Malgré sa trésorerie tendue, il est satisfait des relations qu’il entretient avec ses banques. « Ce sont des partenaires. Je les respecte. Je paie toujours en temps et en heure toutes mes échéances. » « C’est une règle d’or, confirme Philippe Renault. Une autre règle est de ne jamais dépasser l’ouverture de crédit. Toutes les exploitations sont notées sur ces deux critères. Une exploitation qui n’a pas de problème de rentabilité, mais qui ne respecte pas ses engagements, accédera plus difficilement à des financements bancaires. »
Agrandissement : attention à l’effet « cochon »
Des éleveurs choisissent de produire un million de litres et bien plus.
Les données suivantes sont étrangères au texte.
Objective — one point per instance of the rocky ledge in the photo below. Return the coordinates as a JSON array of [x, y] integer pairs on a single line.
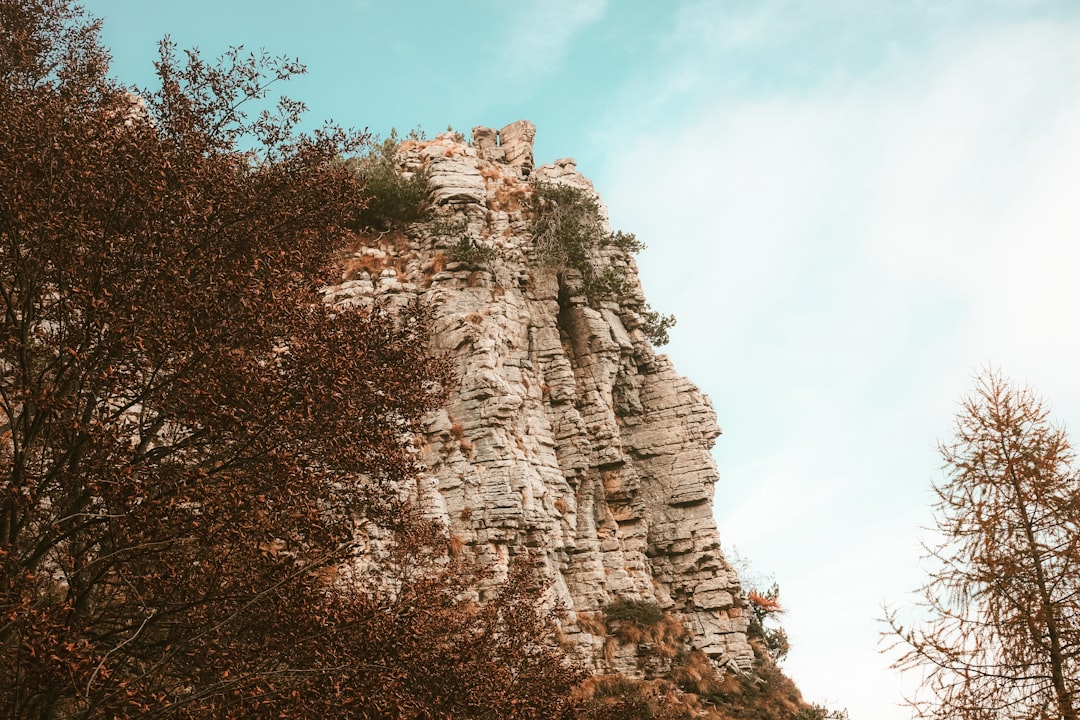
[[567, 436]]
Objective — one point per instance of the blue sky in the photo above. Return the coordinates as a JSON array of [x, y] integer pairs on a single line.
[[850, 205]]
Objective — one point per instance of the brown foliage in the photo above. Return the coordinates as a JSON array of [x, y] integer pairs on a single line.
[[1002, 639], [191, 437]]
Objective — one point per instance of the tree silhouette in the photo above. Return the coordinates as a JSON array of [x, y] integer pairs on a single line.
[[1002, 639], [194, 449]]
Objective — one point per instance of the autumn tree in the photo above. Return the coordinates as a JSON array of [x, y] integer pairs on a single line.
[[1001, 637], [194, 449]]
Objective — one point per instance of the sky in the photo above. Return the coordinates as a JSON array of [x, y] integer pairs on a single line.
[[852, 206]]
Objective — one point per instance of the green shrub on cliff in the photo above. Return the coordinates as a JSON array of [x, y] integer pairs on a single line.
[[570, 233], [393, 199]]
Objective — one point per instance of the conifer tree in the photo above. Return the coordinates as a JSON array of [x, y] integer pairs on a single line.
[[1002, 639]]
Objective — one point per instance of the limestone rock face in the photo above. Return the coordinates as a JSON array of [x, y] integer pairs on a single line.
[[566, 435]]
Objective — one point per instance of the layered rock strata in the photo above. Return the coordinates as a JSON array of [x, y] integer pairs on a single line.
[[566, 435]]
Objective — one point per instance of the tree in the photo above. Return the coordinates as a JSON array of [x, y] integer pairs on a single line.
[[192, 444], [1002, 635]]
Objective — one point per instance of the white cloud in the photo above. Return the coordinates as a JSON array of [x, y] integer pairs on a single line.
[[539, 38], [841, 258]]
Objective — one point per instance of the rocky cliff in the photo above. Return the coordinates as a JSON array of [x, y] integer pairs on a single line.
[[566, 435]]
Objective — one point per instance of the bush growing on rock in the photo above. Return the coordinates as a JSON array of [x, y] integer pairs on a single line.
[[569, 233], [393, 199], [191, 442]]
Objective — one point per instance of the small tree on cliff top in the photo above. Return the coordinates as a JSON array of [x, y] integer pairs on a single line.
[[1003, 635], [189, 437]]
Cette évolution oblige à modifier la gestion de l’exploitation. Pour caricaturer, ils rentrent dans une gestion « à la porcine ». « Plus la taille de l’exploitationest importante, plus les bénéfices sont élevés mais les pertes aussi. C’est l’effet multiplicateur bien connu des éleveurs de porcs. » Pour le conseiller de gestion, la nouvelle ligne de conduite s’articule autour de trois piliers.
Le premier pilier : une indispensable maîtrise technico-économique. « L’erreur technique a rapidement des conséquences. »
Le second pilier : financer par un emprunt LMT la capitalisation en cheptel. « Obtenir un financement pour une augmentation de cheptel est plus facile qu’en demander un à la suite d’un autofinancement qui a contribué à détériorer la trésorerie. »Il inclut également dans cette stratégie le financement de l’augmentation des stocks fourragerset, bien sûr, des bâtiments. « Il est tentant d’autofinancer ou souscrire un court terme pour couvrir l’aide à l’investissement que la Région verse après les travaux. Mieux vaut bâtir le projet sans en tenir compte. »
En d’autres termes, il faut être prudent. L’estimation du montant de l’aide ne signifie pas que c’est ce qui sera réellement versé. Il n’est pas évident de remplir toutes les conditions d’accès à la subvention.
L’importance d’une trésorerie de sérénité
Le troisième pilier concerne la marge de sécurité et la trésorerie de sérénité. « Les producteurs ont tendance à conserver les mêmes repères que lorsqu’ils produisaient moitié moins de lait. Or, les incidences d’un problème sanitaire ou d’une baisse du prix du lait sont nettement plus importantes. »
C’est ce que montre l’exemple page précédente. Dans une ferme de 300 000 l, combler 5 000 € de « trou de trésorerie » par des ajustements de conduite est envisageable. Combler 25 000 € dans une ferme de 2 Ml l’est beaucoup moins. « Dans les grands troupeaux, il faut au moins 10 % de marge de sécurité et dégager une trésorerie de sérénité d’au moins 50 €/1 000 litres », insiste Philippe Renault. Et être régulièrement en contact avec son ou ses banquiers, y compris lorsque tout va bien.